# Can anyone help?



## mailee (24 Mar 2007)

I am using Sketchup on my computer which is as follows:
Pentium 4, 2Gig processor, 512 meg of ram, with a Radion 9200 with 128meg ram card. 
It works fine with most of my designs but when I have something very complicated with a lot of layers it seems to get bogged down when I rotate around the model becoming jerky and reverting to wireframe. Could this be that I need more Ram in the computer or a better graphic card in the machine? :?


----------



## houtslager (24 Mar 2007)

I've had the same problem , try switching the texture off

if that does not work I'm sure the SU resident maestro will be along soon


----------



## SketchUp Guru (25 Mar 2007)

Will I do?

Houtslager's got the right idea. Turning off textures will help. The problem you're running into is related to your video card. SketchUp is sending more data than the card's RAM can handle in time. 

There are some things you can do that will help. These involve doing things to keep the file size down. Use components when possible, reduce the number segments used to make arcs and circles, eliminate faces and line segments that aren't visible. Wait until the end before applying textures and save the cool display styles for output.

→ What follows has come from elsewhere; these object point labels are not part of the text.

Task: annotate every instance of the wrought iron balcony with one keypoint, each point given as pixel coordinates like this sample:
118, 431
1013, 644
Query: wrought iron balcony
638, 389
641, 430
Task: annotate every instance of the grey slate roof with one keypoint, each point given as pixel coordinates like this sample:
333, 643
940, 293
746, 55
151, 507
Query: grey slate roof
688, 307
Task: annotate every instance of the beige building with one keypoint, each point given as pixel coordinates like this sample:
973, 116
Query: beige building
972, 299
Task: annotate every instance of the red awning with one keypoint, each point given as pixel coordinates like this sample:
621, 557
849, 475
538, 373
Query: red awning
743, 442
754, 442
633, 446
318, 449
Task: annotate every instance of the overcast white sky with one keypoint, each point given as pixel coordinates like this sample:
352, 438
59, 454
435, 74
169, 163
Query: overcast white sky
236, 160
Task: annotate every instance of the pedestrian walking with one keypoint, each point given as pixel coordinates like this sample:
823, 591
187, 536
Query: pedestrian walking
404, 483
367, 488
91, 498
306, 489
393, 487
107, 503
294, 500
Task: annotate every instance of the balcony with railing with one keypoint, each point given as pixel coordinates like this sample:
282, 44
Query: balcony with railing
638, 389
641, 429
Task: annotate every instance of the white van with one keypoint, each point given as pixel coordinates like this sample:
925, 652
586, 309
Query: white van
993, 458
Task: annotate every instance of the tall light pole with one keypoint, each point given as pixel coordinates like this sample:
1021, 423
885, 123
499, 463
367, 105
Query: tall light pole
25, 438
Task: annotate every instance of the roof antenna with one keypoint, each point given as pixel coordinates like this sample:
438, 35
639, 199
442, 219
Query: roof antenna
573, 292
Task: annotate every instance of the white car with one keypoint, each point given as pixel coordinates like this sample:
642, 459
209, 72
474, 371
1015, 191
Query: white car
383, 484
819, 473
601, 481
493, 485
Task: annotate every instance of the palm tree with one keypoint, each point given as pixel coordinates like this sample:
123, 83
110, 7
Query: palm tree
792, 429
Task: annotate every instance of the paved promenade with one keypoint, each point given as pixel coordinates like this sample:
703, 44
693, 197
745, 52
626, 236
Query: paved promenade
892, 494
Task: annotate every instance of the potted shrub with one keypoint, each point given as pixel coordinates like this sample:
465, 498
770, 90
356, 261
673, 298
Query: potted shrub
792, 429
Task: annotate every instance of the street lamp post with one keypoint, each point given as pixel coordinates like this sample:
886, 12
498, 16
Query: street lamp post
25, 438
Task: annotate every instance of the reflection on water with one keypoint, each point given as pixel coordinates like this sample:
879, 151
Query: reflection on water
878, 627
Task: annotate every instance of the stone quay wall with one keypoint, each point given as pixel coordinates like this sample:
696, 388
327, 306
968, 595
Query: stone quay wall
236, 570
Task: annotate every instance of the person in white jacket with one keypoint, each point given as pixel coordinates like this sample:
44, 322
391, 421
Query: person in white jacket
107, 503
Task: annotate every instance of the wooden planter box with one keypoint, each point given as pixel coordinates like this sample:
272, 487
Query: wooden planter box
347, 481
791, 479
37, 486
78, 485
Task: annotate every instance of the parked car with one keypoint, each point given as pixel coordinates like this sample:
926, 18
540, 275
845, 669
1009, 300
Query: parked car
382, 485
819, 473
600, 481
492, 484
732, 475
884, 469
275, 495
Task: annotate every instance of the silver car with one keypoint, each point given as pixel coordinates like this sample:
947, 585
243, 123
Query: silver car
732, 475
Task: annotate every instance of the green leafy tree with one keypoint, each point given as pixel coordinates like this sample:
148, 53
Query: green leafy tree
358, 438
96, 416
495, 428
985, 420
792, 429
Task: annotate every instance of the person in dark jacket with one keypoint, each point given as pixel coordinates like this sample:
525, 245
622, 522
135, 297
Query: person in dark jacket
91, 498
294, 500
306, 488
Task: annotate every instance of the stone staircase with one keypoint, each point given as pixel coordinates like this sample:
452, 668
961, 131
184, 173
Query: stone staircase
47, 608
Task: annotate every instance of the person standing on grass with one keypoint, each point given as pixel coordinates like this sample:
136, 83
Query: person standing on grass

You can attempt to improve the behavior by changing the check box selections under Window>Preferences>Open GL.

I hope that helps.

Dave


----------



## mailee (25 Mar 2007)

Well Dave & Houselager it looks like I may need to upgrade my video card. I tried turning off the textures with no results, I then went to the OpenGL and tried ticking a couple of boxes one at a time without success. I even tried turning some of the layers off but all it did was turn more smoothly in wireframe! I have to admit there are a lot of layers on it and it is quite a large file. I will have to be more frugal in future when I am designing large complicated designs I guess.


----------



## Adam (25 Mar 2007)

mailee":1bvtdg9x said:


> or a better graphic card in the machine? :?



Have you upgraded to the latest drivers? Solved all my problems with it being jerky.

Adam


----------



## SketchUp Guru (25 Mar 2007)

Adam":1c0xp3xh said:


> mailee":1c0xp3xh said:
> 
> 
> > or a better graphic card in the machine? :?
> ...



Oops. I thought we'd covered that one. My mistake for missing it.


----------



## mailee (25 Mar 2007)

Hmm, no I haven't, I shall give it a try thanks.


----------



## SketchUp Guru (25 Mar 2007)

Let us know how it goes.


----------



## mailee (25 Mar 2007)

Well downloaded the latest drivers from ATI and nothing has changed. I think maybe the file is just too big for Sketchup at 7meg. It is still very jerky and turns into wirefrme when I try to rotate it. It takes a while to load the file too so this makes me think it is just too big. Oh well thanks guys, you tried.


----------



## SketchUp Guru (26 Mar 2007)

7 Megs? Holey buckets! What are you drawing that makes such a large file? :shock:


----------



## mailee (27 Mar 2007)

Well Dave I thought I would try and put my workshop plans together i their entirety, and did. I have multiple layers with outer cladding, inner cladding, frame, flooring, joists, electrics, insulation, roofing, veranda, ETC well you get the gist. Hence it is a big file now. I supoose I should have made seperate files for each of them but then I couldn't combine them. Not often I get a design so big so not had the problem before. Usually as you can probably tell it is small pieces of furniture or gates.


----------



## SketchUp Guru (27 Mar 2007)

Actually, you could make separate files for each part and then import them as components into an overall sort of view. I can understand that with all the stuff you are showing it would make a large file but I'd be willing to bet we could make it much smaller than it is.


----------



## Benchwayze (2 Apr 2007)

Hi Mailee,

I don't know if you are aware, but www.driveragent.com will scan your PC for free and tell you what hardware needs updated drivers. Whether or not you get the drivers from their links to the makers' sites is up to you, as you need to pay an annual sub. However, you will know if any of your drivers are shaky.

If the chipset drivers for your motherboard need updating for instance, that can cause all kinds of problems.

HTH.
John ccasion5:


----------



## mailee (3 Apr 2007)

Thanks Dave and thanks Benchwayze, I will try both suggestions when I have more time. This week I am fitting doors and next week I have another kitchen fit so I am busy for a while and will not get much time on the computer other than to run off designs. Will of course let you know how it goes when i do. Thanks again for the help. :wink:


----------



## SketchUp Guru (3 Apr 2007)

Well, if you can find someplace to host the 7Mb SKP file so I can download it, I'd be happy to take a look at it. Actually I think my e-mail acct would accept it if you want to send it that way. If you have Skype we might be able to do a file transfer through them.


----------



## Benchwayze (3 Apr 2007)

You're welcome Mailee,
Happy designing.

Me? I plan on the back of an envelope, or in an artists' sketch book. The nearest I get to a 'blue-print' is an olde-worlde technical-drawing, using pencil. rule, T-square and set-square... When I need to see how something really will look. Oh yes, and I do make fullsize drawings for things like chair seat angles! 

Good Luck on the shop-build.

John


----------